No One Knows

Josh was alive. He was alive, and he’d been talking to Chase.

Maybe she was hallucinating again. Falling into the paranoia trap she’d fallen into before. Had she just imagined those men coming to the door?

Just in case, she went to the medicine cabinet and took out the prescription bottle of Risperdal. She dumped two pills in her hand and washed them down with a Dixie cup of water. If she was seeing and hearing and imagining things again, the drugs would help.

Aubrey went back to the bedroom and opened up her laptop. She went to the email, searched through it, hoping against hope there was something, anything, that might give her a clue as to what was happening.

She saw nothing.

Josh’s fingerprints in Chase’s hotel room? Why would he go to Chase instead of coming to her?

And Chase . . . She forced his sexy half smile out of her mind. She couldn’t afford to think about him right now. If she allowed herself even the smallest moment, she’d break into a thousand pieces.

Think, Aubrey. Think.

She couldn’t dare hope. She couldn’t.

A shower. Wash off the grime of the run. Think.

In less than three hours, her entire world had been turned upside down. Her boyfriend was using her for a story. A crazed drug runner was after her money. Her husband was . . . alive?

It was too much to fathom.

Call Chase. Call him, and find out what’s happening.

She was reaching for her cell when she heard a phone ringing. It wasn’t the landline or her cell. Had one of the TBI agents left his phone behind? She moved out of the bedroom downstairs toward the living room, but the sound grew fainter.

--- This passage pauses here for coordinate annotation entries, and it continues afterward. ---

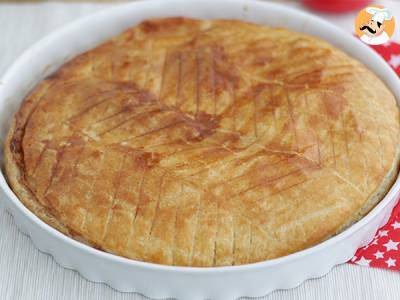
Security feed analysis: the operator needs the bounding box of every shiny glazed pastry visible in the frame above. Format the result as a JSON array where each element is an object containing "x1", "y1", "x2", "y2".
[{"x1": 5, "y1": 18, "x2": 399, "y2": 267}]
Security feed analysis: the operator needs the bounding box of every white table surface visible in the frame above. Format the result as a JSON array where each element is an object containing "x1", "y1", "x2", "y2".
[{"x1": 0, "y1": 0, "x2": 400, "y2": 300}]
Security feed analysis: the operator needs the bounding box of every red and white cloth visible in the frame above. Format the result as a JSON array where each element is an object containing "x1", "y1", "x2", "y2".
[{"x1": 349, "y1": 42, "x2": 400, "y2": 271}]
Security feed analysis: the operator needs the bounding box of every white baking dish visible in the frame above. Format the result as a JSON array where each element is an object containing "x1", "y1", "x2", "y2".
[{"x1": 0, "y1": 0, "x2": 400, "y2": 299}]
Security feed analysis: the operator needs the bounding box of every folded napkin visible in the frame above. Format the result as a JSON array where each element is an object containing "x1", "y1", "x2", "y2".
[{"x1": 349, "y1": 42, "x2": 400, "y2": 270}]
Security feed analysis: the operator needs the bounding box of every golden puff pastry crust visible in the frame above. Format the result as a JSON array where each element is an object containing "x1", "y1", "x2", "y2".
[{"x1": 5, "y1": 18, "x2": 399, "y2": 267}]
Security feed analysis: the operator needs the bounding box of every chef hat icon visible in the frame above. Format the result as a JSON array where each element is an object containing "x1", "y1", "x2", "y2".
[{"x1": 365, "y1": 7, "x2": 392, "y2": 24}]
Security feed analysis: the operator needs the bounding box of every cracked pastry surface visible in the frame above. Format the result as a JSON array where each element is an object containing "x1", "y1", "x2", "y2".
[{"x1": 5, "y1": 18, "x2": 399, "y2": 267}]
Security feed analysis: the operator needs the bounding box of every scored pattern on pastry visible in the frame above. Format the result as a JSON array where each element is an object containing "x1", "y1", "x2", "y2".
[{"x1": 7, "y1": 18, "x2": 399, "y2": 266}]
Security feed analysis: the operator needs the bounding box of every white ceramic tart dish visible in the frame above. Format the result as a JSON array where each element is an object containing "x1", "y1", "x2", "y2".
[{"x1": 0, "y1": 1, "x2": 399, "y2": 299}]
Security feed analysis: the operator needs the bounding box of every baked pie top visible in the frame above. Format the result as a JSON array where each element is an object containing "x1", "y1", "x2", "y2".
[{"x1": 5, "y1": 18, "x2": 399, "y2": 267}]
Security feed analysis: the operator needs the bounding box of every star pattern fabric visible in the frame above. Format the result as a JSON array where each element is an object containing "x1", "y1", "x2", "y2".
[{"x1": 349, "y1": 38, "x2": 400, "y2": 271}]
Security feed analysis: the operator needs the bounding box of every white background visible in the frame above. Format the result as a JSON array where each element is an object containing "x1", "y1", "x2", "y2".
[{"x1": 0, "y1": 0, "x2": 400, "y2": 300}]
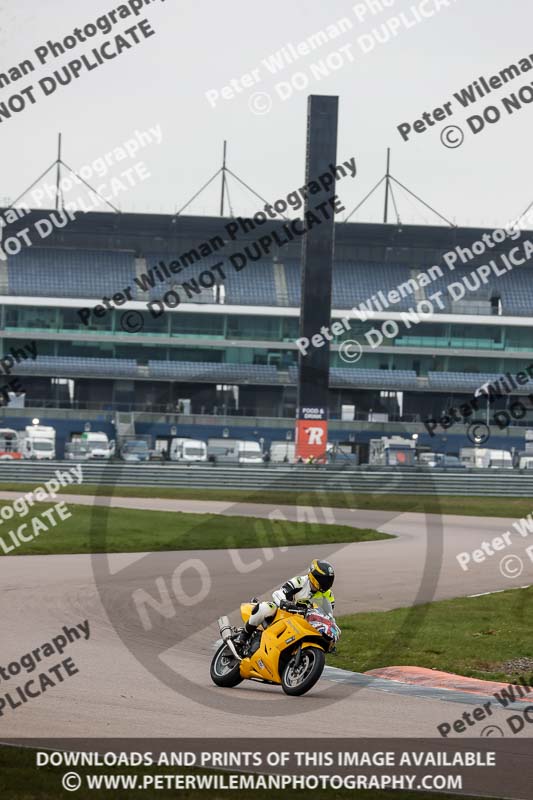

The ringing stopped as she came back into the bedroom, then, after a few moments, started again.

She followed it to the source, realized it was coming from her pillow.

Secreted inside the pillowcase was a small black mobile phone.

Shaking, she answered it.

“Aubrey?” She recognized the voice. His voice. Her Josh’s voice.

Her legs buckled, and the bed stopped her from hitting the floor.

The past five years of her life was lies. All of it.

Her voice broke. “Oh, my God, Josh. Where are you?”

“Aubrey, honey, listen to me very carefully. You need to get out of the house, right now. They aren’t watching. I’m distracting them, but I don’t have much time. In your closet, on the top shelf, behind the shoe boxes, there is a blue gym bag. Don’t open it. Take it, and go to the train station. I’ll meet you there. And Aubrey, this is the most important of all. If I’m not there, you get on the 9:02 p.m. to Grand Central in New York. You have to run, honey. Don’t take anything but this phone and the bag. Don’t tell anyone. Derek Allen is coming for you.”

“But Winston—”

“I’ll take care of him.”

“Josh, I—”

His voice was like steel. “Go, Aubrey. Go, right now.”

The phone went dead. She stared at it for a second, then forced her mouth closed and went to the closet. Exactly where he said it would be was a blue gym bag. She didn’t know how long it had been in there. She didn’t recognize it, hadn’t seen it before, but it had clearly been in her closet for a while; there was a fine layer of dust on the top.

She threw on clothes, two layers of everything, just in case, pulled a baseball cap over her curls, then fed her arms through the handles of the bag and hoisted it onto her back like a backpack. It wasn’t terribly heavy, but she could feel it was full.

Of what?

He’d warned her not to open it.

Why was she listening to Josh? He’d deserted her, put her through hell, and had just murdered the one spark of hope she’d had in years.

You love Josh, Aubrey. You always have. He is your everything.

It was simpler that way. The warm buzz of the pills made it all good. Smooth.

All in all, it took her less than two minutes to get out the door. She went out the back instead of the front, just in case, and took off at a run. She could smell something burning, saw thick black smoke rising from down the street. I’ve distracted them.

By lighting a fire. Smart.

It was 8:40 p.m. right now; she needed to set a fast pace to get down to the train station on time. She ducked through the neighbor’s yard, and went out the back of the subdivision. There was a path that would cut straight across town to the station, probably a mile as the crow flew. During the school year it was quite active, with kids walking back and forth to school. Today, the students still gone for spring break, it was quiet. She jogged past the Montessori school, wondering what in the world she’d tell Linda about all of this.

As she ran away from her house, her life, her world, she smiled. Because in just a few minutes, she’d be with Josh again. And that was all that mattered.